In dieser Woche gewann Lia Thomas die US-College-Schwimmmeisterschaften der Frauen über die 500 Yards Freistil mit 1,75 Sekunden Vorsprung vor der Zweitplatzierten Emma Weyant. Das mag zunächst einmal nicht nach einer besonderen Nachricht klingeln, erhält jedoch an Brisanz, wenn man bedenkt, dass Lia Thomas ein Mann ist – eine Transfrau.

Die Frage, die sich unweigerlich stellt, sei diese sehr umfassende Frage mal nur auf sportliche Wettbewerbe eingeschränkt, ist doch die: wie kann es sein, dass offensichtlich jede männliche Person durch die bloße – scheinbar unanfechtbare – Aussage, eigentlich eine Frau zu sein, obwohl biologische Merkmale das Gegenteil bezeugen, an Wettkämpfen für Frauen teilnehmen darf?
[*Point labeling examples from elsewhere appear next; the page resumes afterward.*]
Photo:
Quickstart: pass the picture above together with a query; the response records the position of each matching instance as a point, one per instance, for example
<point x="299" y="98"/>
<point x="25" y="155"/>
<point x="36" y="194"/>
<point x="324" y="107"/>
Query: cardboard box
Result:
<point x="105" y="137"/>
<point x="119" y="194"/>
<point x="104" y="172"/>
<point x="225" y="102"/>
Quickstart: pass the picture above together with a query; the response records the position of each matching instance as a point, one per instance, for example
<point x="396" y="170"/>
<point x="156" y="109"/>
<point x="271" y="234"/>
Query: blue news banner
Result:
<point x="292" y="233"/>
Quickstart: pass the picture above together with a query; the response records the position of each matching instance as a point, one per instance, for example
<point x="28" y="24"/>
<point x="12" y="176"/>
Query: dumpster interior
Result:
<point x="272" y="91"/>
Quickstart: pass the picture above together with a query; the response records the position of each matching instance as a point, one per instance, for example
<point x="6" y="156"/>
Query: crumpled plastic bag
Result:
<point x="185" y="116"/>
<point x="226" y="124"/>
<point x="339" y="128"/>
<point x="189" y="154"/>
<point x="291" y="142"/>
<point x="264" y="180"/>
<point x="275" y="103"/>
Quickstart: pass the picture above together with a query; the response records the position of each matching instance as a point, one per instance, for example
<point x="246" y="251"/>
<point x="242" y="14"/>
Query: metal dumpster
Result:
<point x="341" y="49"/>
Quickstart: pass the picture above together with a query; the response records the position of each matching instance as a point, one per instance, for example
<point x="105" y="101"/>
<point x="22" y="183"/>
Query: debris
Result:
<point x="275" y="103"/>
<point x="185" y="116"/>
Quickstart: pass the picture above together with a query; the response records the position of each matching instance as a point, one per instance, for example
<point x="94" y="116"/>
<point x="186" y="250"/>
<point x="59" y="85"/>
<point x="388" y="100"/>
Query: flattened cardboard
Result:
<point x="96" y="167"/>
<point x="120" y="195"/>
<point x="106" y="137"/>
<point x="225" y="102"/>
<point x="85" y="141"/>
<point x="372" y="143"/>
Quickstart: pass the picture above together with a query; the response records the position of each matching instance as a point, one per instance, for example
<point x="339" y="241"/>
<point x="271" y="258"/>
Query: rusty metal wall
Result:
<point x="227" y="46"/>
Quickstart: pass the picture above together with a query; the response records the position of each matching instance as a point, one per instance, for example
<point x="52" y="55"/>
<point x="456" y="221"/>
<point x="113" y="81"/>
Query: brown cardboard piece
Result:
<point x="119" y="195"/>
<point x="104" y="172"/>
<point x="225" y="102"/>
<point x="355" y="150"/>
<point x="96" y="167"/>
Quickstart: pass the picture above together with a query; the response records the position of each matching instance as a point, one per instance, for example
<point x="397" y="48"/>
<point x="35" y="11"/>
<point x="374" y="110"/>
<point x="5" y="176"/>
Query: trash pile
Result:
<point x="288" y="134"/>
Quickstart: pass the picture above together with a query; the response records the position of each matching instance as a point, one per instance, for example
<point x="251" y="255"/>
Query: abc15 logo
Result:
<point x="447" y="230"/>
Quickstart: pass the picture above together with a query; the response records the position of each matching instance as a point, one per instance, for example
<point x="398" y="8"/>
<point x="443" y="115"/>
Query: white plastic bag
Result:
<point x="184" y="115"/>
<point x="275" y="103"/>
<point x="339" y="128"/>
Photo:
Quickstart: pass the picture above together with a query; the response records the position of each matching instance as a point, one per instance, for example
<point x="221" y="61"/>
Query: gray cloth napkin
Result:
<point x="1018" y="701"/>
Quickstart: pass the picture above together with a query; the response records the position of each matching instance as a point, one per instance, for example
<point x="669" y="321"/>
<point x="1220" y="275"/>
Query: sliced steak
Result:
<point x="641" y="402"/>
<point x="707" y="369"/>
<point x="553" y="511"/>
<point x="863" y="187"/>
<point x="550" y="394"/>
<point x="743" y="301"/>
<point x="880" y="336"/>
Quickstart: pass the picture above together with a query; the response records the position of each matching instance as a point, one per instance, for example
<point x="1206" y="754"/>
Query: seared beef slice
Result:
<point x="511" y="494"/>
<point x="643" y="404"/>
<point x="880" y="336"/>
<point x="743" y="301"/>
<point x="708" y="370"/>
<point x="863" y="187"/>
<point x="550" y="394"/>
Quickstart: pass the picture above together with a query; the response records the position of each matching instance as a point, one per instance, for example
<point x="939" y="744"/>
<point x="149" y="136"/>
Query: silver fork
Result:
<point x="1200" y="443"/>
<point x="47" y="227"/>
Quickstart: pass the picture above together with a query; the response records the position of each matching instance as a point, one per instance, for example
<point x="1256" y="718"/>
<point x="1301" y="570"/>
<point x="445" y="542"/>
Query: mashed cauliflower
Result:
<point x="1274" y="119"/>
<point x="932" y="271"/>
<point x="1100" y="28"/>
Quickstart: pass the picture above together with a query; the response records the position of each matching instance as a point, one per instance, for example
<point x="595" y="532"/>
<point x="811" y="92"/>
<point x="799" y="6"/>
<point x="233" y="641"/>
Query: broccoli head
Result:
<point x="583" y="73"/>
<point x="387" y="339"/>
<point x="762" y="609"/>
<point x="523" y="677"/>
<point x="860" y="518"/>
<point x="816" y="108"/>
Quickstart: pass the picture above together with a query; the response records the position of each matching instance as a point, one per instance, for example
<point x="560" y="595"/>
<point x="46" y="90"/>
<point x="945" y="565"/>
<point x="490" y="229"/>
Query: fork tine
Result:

Physiologische Leistungsmerkmale divergieren nun einmal nicht von der Hand zu weisend zwischen den einzelnen Geschlechtern, und deswegen ist es der einzige richtige Weg, sich voneinander getrennt zu messen – sonst wird ein fairer Wettkampf niemals möglich sein. Gehen wir ein wenig weiter, dorthin, wohin Sportlerinnen typischerweise den Gang vor einem Wettbewerb antreten: wie kann es sein, dass nun auf einmal Männer Zugang zu Umkleideräumen von Frauen erhalten, die eigentlich Schutzzonen für diese sein sollten und sein müssen?

Um zu verstehen, dass das Problem ein noch viel tiefgreifenderes ist und wir uns tatsächlich Sorgen machen müssen – und ich hoffe, das tun wir schon jetzt, ich wünsche mir und bete dafür, dass fruchtbare Debatten entstehen und insbesondere Mädchen und Frauen geschützt werden -, ist es erforderlich, ein klein wenig die Rahmenbedingungen des Transgenderismus zu verstehen.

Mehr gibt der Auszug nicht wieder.